Surely, this was better than a new popular government, a leftist government, or even a government headed by a businessman like Naguib Sawiris who might want to make economic development but did not have a popular support that would protect him from problems. Therefore, they were glad to deal with that experience, but now the situation is changing, especially with the Brotherhood’s inability to control the situation.

If these anxious and tense situations in Egypt and Tunisia persist, do not you think that that will drive the West, USA in particular, to change their attitudes towards the rule of political Islam?

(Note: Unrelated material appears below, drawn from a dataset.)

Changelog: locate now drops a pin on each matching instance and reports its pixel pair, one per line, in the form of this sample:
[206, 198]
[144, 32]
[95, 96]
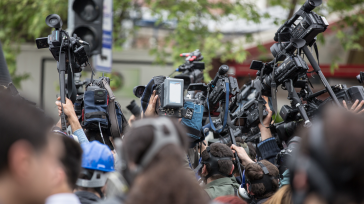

This depends on the proposed alternatives. If the Brotherhood steps down, what is the alternative? The only alternative now is the military, or the old regime’s symbols. Therefore, they may believe that the Brotherhood is the most appropriate choice for the status quo. They may think that they can pressure Morsi and his government in order to accept the IMF terms, an important step for implementing the American economic agenda.

I cannot confirm absolutely, but I believe the Americans are glad with their cooperation with Morsi since they have lost none of their privileges they used to enjoy under Mubarak, and they may even gain more privileges, which is a practical and pragmatic way of thinking, let alone the fact that they respect “democratic” results.

They are surely aware of the tense situation inside the country, but they do not think of this positively because of their concern over “instability.” What frightens Americans most are the Salafists since there has been no clear formula for how to deal with them so far, which is another term in the equation. Despite the current failures of the Brotherhood, they are trying to keep the Salafists away from power, which makes things even tenser.

Media has started using the term “the Second Republic,” referring to the presence of an elected civilian president governing Egypt. Do you believe we are a new republic?

This is somehow true since we are no longer under the same old regime, not because there is a new constitution or that the military establishment seems weaker now, but because of the popular action in place since the start of the revolution. This however does not mean we are under a completely new republic, or that things may get back to the old situation despite the army’s desire to take control once again.

Do you see a change in the performance of the state as a “group of institutions”?

Where is the state? We have isolated islands: the military, the government, the president and the Brotherhood, different ministries, the judges, etc. There is no unified state now. Neither the president nor his prime minister is able to impose his full control, for instance, over the army or the judiciary, or even the ministries themselves. We often have fighting and competing centers of power, and every centre does not want to succumb to another center, but tries to strengthen its position far from the issue of unifying the forces of the state as a whole.

Would this situation persist?

I do not think so since we are still in a revolutionary situation. On the other hand, we must admit that we do not know what the revolution is. What has happened since January 25, 2011 has changed many concepts concerning the revolution that had previously focused on what happened in Eastern Europe in the 1990s, the French Revolution, or the revolutions for liberation from colonialism. But what has happened here is different because it aims at creating a new formula for the state where the concept of institutions and law is respected and the army has a specified role, rather than a hidden state which has its own huge economy within the apparent state. However, I cannot tell where things can go from here.